3 steps to help your company survive the evolving market

Like many entrepreneurial companies Farmer’s Fridge had to dramatically adjust our business during the pandemic. Our primary distribution channel is vending machines that dispense fresh food in locations such as hospitals and airports, and when COVID-19 hit, we moved to reduce prices for our healthcare customers, while trying new form factors and distribution channels. (You can read more about our story here). It has not been an easy transition, but we are on track to double our pre-pandemic revenue this year as a result of the team’s hard work.

While many companies talk about “pivoting” their business, I would argue that we didn’t change course so much as accelerate our mission by quickly responding to our customers and would-be clients’ needs.

If the pandemic has taught us anything it is that the market is constantly evolving. The question is how to lean into product market fit—meeting current market demand—even as your company works to evolve to meet changing conditions. Here are three steps we followed to help us achieve that balance:

Step one: Define your mission

 This is by far the hardest step and can often take years, but setting the right “north star” is the most important step to building anything great. You may have lots of twists and turns along the way, but if you have properly defined your “north star” then you can always rely on that to keep you on track.

At Farmer’s Fridge, I started with a pretty simple idea. I wanted to make healthy food more accessible by putting restaurant quality salads and fresh food in a vending machine, making it less expensive and more convenient to eat healthy.
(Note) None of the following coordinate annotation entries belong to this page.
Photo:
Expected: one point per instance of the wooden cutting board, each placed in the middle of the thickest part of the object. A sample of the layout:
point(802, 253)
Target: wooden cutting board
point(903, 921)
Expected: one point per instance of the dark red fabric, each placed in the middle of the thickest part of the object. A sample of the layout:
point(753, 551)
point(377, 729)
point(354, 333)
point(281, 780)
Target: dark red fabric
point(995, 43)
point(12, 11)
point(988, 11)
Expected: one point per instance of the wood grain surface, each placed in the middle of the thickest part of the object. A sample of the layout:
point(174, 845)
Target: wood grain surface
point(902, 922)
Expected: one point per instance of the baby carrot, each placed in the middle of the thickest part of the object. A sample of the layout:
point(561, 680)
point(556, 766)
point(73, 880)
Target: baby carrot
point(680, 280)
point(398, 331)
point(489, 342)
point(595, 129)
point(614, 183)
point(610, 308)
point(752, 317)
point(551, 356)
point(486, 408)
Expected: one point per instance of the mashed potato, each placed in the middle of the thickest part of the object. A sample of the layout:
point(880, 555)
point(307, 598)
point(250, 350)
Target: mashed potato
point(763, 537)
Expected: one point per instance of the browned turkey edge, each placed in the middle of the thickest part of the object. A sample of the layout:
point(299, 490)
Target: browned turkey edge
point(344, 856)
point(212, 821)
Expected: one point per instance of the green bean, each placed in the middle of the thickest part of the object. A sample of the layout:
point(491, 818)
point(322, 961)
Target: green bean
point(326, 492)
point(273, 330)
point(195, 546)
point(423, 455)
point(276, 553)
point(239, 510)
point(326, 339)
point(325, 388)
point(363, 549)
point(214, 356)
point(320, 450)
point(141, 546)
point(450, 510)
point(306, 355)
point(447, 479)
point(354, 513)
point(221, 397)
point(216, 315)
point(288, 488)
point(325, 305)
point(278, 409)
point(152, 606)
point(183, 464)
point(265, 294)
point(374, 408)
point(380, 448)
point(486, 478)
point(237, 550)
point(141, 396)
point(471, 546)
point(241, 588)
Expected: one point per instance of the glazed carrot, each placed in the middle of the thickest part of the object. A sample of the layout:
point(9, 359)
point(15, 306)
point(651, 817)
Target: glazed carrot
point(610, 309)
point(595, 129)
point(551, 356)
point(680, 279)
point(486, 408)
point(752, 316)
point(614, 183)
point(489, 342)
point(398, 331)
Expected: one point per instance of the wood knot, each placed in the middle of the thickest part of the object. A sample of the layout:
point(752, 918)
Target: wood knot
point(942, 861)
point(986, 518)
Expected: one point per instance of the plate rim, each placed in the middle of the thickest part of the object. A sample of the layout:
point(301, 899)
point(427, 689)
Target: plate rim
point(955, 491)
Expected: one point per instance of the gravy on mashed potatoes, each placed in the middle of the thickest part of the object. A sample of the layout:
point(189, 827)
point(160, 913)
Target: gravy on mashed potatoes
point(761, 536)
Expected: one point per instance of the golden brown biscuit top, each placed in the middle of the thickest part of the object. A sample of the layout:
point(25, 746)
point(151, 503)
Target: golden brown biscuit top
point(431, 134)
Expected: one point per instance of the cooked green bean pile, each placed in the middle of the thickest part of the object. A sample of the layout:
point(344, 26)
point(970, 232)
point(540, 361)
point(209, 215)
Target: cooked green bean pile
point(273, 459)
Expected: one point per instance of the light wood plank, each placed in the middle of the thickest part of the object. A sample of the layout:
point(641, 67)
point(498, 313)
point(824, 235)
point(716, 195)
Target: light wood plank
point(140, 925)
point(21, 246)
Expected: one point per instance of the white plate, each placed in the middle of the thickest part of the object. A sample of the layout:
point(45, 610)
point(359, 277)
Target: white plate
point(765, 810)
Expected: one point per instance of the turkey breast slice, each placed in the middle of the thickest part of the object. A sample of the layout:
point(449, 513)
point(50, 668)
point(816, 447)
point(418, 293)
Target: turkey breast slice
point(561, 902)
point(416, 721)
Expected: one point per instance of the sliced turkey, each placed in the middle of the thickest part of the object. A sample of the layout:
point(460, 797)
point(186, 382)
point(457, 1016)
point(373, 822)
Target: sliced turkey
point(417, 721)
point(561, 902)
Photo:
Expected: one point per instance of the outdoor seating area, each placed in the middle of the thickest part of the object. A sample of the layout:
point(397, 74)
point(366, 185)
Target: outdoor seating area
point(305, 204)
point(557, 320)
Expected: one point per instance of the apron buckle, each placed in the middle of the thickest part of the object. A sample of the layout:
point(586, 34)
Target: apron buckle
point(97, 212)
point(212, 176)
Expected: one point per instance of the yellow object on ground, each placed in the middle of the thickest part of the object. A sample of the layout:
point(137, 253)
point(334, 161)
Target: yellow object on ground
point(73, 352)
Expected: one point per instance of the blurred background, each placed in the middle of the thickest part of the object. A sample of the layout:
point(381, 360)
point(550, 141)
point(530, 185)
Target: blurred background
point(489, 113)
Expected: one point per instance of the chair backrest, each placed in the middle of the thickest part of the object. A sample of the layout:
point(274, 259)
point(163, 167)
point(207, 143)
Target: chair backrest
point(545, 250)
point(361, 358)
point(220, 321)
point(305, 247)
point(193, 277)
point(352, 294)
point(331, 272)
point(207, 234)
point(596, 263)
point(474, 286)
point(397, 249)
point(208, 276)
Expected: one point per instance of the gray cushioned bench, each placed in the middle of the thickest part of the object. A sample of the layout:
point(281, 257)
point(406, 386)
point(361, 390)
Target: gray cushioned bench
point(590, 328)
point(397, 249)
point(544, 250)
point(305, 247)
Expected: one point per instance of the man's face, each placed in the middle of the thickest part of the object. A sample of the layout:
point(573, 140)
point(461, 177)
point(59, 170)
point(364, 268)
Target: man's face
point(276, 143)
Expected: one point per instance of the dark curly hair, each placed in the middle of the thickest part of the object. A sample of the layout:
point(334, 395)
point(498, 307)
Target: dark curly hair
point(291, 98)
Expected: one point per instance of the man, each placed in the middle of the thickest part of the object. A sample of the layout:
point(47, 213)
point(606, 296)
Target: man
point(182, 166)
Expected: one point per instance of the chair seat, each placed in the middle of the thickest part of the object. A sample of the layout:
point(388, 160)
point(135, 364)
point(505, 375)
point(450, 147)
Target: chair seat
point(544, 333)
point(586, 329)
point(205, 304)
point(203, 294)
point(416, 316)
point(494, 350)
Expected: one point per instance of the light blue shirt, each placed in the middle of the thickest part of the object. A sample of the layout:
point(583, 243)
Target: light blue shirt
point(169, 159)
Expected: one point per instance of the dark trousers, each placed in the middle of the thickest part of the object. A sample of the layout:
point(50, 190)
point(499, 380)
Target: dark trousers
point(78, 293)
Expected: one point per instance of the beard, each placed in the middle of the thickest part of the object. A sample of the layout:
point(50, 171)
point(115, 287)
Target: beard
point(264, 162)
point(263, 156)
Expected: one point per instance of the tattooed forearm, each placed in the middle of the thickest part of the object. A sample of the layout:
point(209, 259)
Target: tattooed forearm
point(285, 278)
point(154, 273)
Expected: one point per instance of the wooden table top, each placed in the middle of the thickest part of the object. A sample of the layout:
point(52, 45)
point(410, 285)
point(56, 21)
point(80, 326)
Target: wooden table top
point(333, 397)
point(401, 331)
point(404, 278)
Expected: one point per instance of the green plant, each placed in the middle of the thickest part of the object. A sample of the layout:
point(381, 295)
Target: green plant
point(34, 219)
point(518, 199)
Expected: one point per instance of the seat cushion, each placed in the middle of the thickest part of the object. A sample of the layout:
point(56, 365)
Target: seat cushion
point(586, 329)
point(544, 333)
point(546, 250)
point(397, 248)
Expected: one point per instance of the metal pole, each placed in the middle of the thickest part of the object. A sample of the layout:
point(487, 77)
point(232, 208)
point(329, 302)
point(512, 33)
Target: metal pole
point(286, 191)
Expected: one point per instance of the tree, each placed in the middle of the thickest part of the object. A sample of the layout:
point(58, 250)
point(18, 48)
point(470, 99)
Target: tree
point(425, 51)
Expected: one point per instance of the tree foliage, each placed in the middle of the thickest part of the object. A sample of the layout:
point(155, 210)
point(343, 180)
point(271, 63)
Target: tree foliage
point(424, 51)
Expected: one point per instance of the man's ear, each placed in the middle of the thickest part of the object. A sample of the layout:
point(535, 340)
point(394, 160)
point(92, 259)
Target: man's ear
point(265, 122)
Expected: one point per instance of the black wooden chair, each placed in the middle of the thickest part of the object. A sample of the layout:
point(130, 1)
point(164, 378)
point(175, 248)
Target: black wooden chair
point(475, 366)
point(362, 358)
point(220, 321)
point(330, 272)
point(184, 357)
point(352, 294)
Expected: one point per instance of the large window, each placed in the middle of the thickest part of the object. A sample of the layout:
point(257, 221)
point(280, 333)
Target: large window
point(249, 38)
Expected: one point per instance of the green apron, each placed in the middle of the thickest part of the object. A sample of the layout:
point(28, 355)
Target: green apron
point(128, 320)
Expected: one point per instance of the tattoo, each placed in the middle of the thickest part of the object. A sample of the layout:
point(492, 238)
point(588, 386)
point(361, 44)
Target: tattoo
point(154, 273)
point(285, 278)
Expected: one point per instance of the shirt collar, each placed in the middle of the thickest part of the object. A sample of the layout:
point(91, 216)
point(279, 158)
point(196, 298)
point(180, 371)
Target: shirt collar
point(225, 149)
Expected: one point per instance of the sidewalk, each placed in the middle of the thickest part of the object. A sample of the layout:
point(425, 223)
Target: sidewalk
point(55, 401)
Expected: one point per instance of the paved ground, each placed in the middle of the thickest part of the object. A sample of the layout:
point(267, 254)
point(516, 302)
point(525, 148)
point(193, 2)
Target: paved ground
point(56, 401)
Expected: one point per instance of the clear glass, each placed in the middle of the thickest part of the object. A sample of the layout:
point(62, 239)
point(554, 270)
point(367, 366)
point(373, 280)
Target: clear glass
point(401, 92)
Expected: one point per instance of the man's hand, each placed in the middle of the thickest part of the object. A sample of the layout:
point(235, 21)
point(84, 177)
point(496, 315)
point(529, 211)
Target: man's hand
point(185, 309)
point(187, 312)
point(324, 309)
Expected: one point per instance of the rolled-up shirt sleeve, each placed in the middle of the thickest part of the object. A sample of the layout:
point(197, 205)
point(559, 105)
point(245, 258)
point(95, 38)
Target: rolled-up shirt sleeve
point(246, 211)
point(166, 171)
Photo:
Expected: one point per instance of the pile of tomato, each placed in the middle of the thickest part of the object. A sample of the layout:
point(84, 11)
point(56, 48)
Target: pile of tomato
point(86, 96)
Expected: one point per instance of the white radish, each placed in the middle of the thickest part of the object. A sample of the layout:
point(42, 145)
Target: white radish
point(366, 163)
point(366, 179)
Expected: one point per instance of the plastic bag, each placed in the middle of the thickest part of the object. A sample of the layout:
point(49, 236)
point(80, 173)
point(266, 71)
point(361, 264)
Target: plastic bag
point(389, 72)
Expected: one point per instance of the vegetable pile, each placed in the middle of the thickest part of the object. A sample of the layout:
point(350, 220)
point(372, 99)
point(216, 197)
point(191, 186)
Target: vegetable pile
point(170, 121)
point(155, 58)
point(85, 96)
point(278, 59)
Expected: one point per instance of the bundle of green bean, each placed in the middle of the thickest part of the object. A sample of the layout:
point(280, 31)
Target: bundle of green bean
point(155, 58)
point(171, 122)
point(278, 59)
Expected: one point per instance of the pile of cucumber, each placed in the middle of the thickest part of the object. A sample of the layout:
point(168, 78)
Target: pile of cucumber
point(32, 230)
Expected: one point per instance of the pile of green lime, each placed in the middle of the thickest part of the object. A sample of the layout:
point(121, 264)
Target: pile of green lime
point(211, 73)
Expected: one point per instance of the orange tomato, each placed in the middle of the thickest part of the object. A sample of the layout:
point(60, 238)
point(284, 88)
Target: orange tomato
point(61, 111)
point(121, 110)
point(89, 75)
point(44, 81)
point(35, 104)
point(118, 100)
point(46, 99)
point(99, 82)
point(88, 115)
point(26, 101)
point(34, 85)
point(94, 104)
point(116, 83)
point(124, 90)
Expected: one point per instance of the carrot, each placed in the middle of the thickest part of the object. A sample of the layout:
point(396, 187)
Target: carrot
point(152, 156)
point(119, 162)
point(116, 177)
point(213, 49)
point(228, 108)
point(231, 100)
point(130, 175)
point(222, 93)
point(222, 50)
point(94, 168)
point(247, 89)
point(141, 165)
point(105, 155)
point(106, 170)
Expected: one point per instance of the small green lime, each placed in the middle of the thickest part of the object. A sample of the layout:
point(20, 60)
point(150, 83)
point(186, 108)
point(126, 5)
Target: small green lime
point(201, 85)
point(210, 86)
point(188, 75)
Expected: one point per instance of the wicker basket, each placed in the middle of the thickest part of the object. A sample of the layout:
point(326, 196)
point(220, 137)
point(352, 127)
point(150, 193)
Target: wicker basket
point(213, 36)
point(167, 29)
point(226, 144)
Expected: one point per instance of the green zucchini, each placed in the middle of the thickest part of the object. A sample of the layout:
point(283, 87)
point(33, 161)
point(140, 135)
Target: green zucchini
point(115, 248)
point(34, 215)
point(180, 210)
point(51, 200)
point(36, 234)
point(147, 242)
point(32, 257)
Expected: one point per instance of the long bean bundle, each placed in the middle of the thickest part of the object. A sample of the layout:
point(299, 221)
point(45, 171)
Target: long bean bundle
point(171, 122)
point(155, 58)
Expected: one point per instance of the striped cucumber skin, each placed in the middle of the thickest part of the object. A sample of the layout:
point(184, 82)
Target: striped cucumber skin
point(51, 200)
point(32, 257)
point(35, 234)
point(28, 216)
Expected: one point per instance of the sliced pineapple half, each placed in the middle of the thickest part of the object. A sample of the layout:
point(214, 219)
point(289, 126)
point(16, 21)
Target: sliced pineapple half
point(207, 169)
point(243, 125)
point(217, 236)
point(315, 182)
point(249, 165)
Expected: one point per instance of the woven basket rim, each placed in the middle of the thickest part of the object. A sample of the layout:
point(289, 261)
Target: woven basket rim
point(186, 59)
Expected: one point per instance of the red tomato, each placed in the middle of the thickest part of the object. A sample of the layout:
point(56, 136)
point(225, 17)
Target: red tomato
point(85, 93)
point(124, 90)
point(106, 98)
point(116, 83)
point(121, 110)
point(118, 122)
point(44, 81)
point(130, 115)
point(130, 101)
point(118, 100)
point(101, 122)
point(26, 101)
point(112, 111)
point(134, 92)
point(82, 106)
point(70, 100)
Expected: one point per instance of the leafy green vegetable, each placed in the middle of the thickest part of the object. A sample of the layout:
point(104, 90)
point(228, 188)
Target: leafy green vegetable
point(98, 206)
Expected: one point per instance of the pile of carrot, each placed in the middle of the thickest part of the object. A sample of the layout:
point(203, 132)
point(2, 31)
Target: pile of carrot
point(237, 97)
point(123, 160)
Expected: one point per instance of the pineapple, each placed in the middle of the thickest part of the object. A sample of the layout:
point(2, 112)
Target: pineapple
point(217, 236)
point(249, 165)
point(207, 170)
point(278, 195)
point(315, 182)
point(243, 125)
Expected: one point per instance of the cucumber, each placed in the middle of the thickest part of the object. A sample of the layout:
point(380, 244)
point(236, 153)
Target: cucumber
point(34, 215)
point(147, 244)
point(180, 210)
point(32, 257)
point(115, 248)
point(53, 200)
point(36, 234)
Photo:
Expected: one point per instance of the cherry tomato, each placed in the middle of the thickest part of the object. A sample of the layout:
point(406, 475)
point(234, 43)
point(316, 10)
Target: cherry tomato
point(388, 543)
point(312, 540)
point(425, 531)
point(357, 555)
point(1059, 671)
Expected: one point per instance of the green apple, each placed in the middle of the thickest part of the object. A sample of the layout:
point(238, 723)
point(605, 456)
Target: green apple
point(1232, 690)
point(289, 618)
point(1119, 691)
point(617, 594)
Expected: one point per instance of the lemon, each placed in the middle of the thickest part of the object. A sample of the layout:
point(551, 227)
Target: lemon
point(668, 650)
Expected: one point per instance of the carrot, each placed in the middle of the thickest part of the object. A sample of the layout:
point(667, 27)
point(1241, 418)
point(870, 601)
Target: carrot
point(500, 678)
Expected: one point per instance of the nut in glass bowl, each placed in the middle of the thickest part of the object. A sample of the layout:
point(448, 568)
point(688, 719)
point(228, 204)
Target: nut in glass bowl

A few months in, we had some traction with customers and a major retailer called me and asked if I could put a machine in its store. I could not understand why this big player would want to partner with a tiny company operating out of a shared kitchen on the west side of Chicago, but I soon realized that our real potential was to apply technology and a direct relationship with customers to transform the fresh food supply chain. This insight changed the course of our business because I realized that the real innovation would be leveraging new technologies to make high quality, low cost fresh food convenient at scale for the first time. In short, we were building a completely new supply chain around a product instead of trying to fit our product through the existing supply chain.

Step two: Define what must be true

There must be some things about your company that are nonnegotiables. For example, only selling food from a vending machine is not on our list of nonnegotiables, but ensuring that our food is safe is at the top of the list. Identifying what the nonnegotiables for your business are is an essential step for making sure new information doesn’t take you off course. For Farmer’s Fridge, we defined these as SQUAD goals.

World class food Safety program

#1 in Quality to value

Ubiquitous

A personal relationship with customers

Demonstrated health outcome

 The idea is that these five things must be true if we truly want to reinvent the fresh food supply chain.

Step three: Listen and evaluate against the frameworks you have built

It’s time to put this into practice. Let’s use our expansion into retail as an example of how we worked through this with a recent 2021 decision to begin selling our product through retail partners like Target, grocery chain Jewel-Osco and delivery service Gopuff.

First, we asked: is this still true to the core of what we do, our mission? Yes, we would be making fresh, healthy food more accessible.

Next, does selling in retail violate any nonnegotiables? Nope, it does not. It’s still the same convenient, tasty product at a great value.

Do we have a right to win in the retail space? Yes, we’ve built economies of scale through our Fridge channel and are selling the same products in stores using the same distribution network. This means that someone else trying to sell the exact same product would always be lower quality and not as good a value. We also have the brand recognition built through the Fridge and delivery channels that gives us even greater leverage.

A lot of people have expressed shock at our pivot during the pandemic to home delivery and retail, and if I had thought of Farmer’s Fridge as that salad machine vending company, I would have been shocked too.  But that’s not how we thought of ourselves. Internally, we were marching towards using new technology to rebuild the fresh food supply chain. While it wasn’t easy, it also would have been more challenging to adapt if we hadn’t had such a clear sense of our mission. By defining who you really are, it allows you to be flexible but stay focused as you pursue growth.